Campaigners Target Andrew Lansley at NICE Conference
Unrest over the government’s health bill came to the fore again at this week’s NICE conference, with one protestor questioning the UK Health Secretary over his rejection to issue the NHS risk register during his speech to delegates yesterday.
This is the second time that the Health Secretary has come under attack this week, after having been accused of lying about staffing levels in the NHS amid angry scenes at the Royal College of Nursing’s annual congress earlier this week.
As Lansley’s speech at the NICE conference came to its end, one angry protestor, much to the astonishment of a somewhat composed audience, interrogated the Health Secretary over his decision to keep the register private, accused him of breaching the law in doing so.
Outside the International Conference Centre in Birmingham, where the conference was being held, a small assembly of campaigners had also congregated to demonstrate against the government’s healthcare reforms and cuts to services, indicating the unpopularity of the Bill.
Andrew Lansley’s speech was mainly focused on the importance of NICE and of good evidence to improve the healthcare system.
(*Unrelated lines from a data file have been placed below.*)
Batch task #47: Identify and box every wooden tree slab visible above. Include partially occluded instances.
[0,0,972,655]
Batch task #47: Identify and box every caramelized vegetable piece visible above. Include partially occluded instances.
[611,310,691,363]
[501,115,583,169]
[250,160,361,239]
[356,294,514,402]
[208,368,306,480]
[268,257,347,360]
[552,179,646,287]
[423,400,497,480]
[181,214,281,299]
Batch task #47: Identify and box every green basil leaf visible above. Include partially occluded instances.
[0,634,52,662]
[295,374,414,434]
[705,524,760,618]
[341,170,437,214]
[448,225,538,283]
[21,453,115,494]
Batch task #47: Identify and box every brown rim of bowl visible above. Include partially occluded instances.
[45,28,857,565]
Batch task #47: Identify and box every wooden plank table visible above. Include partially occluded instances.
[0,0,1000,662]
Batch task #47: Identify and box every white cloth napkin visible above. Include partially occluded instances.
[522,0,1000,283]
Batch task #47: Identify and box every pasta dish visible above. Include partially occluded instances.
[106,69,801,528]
Interestingly, far from the more backseat role some had forecast for the Institute going forward, Lansley said NICE “will not be any less vital in the NHS, if anything it will be more.”
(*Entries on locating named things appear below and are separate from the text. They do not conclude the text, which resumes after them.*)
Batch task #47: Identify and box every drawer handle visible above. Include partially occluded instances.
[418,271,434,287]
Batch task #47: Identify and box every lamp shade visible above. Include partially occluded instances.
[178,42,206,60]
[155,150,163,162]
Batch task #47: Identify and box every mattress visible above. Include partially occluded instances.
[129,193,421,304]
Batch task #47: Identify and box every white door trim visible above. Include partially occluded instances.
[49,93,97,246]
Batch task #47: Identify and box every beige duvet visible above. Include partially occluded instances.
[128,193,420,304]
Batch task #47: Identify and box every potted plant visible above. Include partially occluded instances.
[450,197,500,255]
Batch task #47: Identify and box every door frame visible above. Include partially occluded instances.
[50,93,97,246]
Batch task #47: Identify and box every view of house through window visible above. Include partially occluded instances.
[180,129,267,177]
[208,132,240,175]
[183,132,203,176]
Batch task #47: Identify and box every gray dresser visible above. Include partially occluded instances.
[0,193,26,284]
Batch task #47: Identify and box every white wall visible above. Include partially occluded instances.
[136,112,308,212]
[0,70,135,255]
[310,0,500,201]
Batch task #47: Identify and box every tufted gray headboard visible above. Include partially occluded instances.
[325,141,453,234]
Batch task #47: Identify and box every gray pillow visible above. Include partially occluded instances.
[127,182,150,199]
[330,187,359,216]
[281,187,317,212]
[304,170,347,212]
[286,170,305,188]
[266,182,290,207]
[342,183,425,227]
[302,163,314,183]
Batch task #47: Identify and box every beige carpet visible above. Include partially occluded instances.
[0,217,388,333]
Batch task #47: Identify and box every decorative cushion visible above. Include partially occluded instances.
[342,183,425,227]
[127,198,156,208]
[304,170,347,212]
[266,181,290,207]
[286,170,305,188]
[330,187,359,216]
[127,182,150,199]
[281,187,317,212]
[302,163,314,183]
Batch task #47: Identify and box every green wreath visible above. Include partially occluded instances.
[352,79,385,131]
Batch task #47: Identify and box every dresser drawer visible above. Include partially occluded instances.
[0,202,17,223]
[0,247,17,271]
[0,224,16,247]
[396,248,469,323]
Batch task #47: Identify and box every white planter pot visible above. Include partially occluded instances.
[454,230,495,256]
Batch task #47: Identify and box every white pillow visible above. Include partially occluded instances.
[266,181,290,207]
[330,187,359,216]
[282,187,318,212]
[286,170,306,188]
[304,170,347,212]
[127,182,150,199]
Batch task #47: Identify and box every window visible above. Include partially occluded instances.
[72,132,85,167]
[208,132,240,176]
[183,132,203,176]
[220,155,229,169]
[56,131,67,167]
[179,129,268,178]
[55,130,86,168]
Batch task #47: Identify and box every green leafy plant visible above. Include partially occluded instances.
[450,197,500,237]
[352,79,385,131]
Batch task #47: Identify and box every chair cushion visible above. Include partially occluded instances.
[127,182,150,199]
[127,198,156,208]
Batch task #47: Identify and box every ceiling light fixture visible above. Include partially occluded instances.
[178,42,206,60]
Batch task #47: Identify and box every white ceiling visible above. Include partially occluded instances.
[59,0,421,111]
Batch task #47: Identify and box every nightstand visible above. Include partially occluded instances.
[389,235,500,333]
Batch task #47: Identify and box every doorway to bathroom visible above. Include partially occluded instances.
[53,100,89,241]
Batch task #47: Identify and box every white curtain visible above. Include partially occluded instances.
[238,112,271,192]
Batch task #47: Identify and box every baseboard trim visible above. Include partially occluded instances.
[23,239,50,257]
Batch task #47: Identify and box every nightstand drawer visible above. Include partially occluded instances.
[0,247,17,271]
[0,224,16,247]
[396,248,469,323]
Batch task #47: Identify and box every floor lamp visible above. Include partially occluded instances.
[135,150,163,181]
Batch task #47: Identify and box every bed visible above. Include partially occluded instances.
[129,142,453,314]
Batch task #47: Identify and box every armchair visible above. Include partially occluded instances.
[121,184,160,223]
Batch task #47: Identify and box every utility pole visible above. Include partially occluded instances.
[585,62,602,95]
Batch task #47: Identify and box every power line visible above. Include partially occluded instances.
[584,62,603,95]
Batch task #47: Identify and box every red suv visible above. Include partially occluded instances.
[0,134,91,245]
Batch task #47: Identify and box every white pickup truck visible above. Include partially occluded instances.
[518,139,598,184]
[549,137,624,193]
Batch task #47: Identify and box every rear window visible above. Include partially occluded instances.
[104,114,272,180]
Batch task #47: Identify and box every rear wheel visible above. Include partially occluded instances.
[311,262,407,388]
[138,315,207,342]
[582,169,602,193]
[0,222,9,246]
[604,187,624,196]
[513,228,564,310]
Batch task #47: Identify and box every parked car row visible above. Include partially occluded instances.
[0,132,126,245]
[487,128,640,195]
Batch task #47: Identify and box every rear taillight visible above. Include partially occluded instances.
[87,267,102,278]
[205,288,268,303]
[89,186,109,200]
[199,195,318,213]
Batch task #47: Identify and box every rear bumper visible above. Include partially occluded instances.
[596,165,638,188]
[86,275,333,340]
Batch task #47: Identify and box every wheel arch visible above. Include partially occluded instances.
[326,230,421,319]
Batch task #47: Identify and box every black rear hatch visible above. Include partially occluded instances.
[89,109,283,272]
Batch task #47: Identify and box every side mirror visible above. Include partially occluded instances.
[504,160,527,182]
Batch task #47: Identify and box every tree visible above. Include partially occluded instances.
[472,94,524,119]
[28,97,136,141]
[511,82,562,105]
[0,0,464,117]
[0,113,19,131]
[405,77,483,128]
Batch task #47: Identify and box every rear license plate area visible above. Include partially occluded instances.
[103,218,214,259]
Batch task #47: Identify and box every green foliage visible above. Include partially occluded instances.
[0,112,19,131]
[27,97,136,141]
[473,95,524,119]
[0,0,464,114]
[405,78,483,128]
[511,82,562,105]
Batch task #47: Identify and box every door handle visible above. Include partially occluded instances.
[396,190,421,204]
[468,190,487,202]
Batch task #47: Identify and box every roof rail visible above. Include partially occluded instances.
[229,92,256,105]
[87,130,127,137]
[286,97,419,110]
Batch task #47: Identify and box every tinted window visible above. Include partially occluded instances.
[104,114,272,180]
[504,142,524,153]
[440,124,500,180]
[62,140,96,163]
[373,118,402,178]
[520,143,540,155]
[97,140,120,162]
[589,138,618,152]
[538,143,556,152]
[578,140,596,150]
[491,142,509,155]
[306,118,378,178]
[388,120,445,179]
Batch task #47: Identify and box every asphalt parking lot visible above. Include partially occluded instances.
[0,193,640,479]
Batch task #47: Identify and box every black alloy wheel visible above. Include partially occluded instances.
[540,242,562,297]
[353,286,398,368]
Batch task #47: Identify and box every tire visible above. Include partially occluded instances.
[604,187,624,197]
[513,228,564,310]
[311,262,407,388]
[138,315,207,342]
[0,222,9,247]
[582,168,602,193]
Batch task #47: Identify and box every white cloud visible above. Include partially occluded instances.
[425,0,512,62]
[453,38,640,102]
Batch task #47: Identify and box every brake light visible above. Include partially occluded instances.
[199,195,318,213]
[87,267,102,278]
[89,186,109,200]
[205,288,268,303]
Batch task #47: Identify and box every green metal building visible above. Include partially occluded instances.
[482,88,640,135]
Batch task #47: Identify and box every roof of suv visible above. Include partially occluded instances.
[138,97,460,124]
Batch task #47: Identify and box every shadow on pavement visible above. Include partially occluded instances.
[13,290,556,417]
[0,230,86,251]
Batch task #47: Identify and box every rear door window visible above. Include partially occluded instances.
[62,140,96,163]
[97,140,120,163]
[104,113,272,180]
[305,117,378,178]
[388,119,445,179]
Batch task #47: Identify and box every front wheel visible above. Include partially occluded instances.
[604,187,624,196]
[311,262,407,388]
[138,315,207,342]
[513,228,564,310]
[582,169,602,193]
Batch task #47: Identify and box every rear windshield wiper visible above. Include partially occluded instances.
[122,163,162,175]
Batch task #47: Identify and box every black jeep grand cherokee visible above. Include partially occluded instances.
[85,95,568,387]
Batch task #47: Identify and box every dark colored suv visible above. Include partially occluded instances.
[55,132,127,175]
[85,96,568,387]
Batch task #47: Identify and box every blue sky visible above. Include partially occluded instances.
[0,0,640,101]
The Institute, he added, will scrutinise the cost effectiveness of drugs “but will no longer be obliged to make yes or no decisions on access,” leaving its recommendations “even more applicable across the world.”
Quality Standards “key”
What will be essential to driving NHS improvements are the Institute’s Quality Standards (QS), which will be a “backbone for the new commissioning system”, Lansley noted.
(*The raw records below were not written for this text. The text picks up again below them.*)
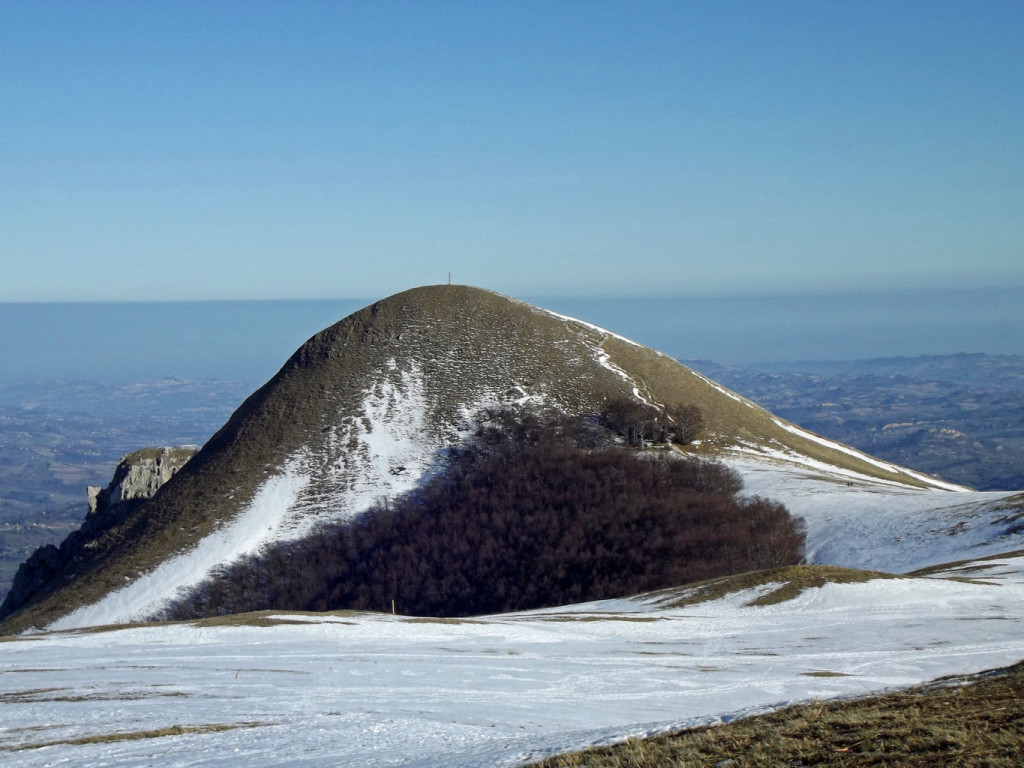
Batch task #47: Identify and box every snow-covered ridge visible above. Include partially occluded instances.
[724,446,1024,573]
[772,417,970,490]
[51,360,448,629]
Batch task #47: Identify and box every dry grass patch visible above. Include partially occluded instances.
[0,723,271,752]
[534,663,1024,768]
[651,565,902,608]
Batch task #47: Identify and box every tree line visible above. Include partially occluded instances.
[164,411,804,618]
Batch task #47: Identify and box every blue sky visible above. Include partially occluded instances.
[0,0,1024,301]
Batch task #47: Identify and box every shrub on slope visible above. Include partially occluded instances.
[168,414,804,618]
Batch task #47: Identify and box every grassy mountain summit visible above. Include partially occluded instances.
[3,286,958,632]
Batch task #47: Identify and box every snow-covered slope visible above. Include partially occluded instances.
[2,286,1015,632]
[6,557,1024,768]
[723,446,1024,573]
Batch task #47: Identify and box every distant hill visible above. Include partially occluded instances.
[4,286,970,631]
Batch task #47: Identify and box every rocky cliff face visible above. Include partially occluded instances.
[86,446,196,517]
[0,446,196,616]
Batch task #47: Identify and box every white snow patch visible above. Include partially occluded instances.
[772,417,968,490]
[724,450,1024,572]
[49,466,309,630]
[12,558,1024,768]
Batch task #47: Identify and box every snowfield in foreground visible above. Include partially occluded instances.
[0,557,1024,768]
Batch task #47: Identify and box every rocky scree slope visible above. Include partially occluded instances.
[0,286,950,633]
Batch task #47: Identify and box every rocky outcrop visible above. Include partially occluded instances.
[0,446,196,617]
[86,446,196,519]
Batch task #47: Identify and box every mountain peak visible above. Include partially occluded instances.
[4,285,958,631]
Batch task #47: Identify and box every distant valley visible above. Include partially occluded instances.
[0,354,1024,600]
[0,378,258,600]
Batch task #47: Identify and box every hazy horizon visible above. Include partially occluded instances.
[0,288,1024,386]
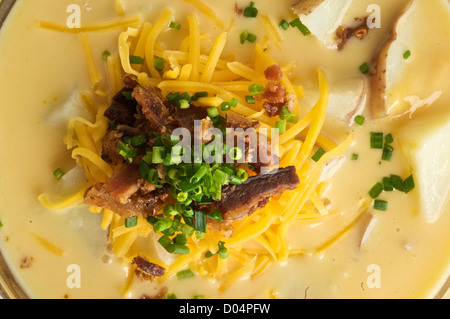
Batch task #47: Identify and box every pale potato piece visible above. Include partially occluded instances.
[370,0,450,118]
[399,111,450,223]
[303,76,369,127]
[292,0,352,49]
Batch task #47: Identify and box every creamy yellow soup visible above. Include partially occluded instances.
[0,0,450,298]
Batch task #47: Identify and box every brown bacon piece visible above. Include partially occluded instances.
[131,255,166,280]
[84,165,170,218]
[264,64,283,81]
[207,166,300,220]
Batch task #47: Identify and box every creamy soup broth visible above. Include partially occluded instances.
[0,0,450,298]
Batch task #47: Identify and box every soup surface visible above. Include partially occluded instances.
[0,0,450,298]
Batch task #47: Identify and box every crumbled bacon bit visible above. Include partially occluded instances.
[264,64,283,81]
[131,256,166,280]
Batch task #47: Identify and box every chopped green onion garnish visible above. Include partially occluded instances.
[381,144,394,161]
[275,120,287,134]
[102,50,111,61]
[311,148,325,162]
[373,199,388,211]
[247,33,257,42]
[278,19,289,30]
[152,146,166,164]
[194,210,206,233]
[230,97,239,107]
[209,209,223,223]
[403,50,411,60]
[369,183,384,199]
[248,83,264,95]
[177,269,194,279]
[403,174,415,194]
[169,21,181,30]
[280,105,299,124]
[370,132,384,149]
[359,62,370,74]
[153,218,173,233]
[236,168,248,182]
[53,168,64,179]
[391,175,405,192]
[153,56,166,71]
[125,216,137,228]
[383,177,394,192]
[384,133,394,144]
[130,55,144,64]
[355,115,366,125]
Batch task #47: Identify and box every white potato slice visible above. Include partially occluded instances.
[399,111,450,223]
[370,0,450,118]
[303,76,369,126]
[292,0,352,49]
[45,90,91,129]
Presently there are 17 such Quality Standards in use, but NICE has been tasked with developing 180 of them, as well as a new programme of standards in social care that will be broadcast in April 2013.
“We need to work with NICE to help improve innovation in the NHS,” Professor Malcolm Grant, chair of the NHS Commissioning Board, told delegates, and stressed that the Institute’s advice and Quality Standards must not go unnoticed.
Lansley also reconfirmed that Value Based Pricing’s aim is to secure value for taxpayers and reward innovation at the same time.
The new pricing system will be calculated to reflect the added value of treatments to society, he commented, noting that discussions on the new arrangements will take place sometime in the second half of 2012.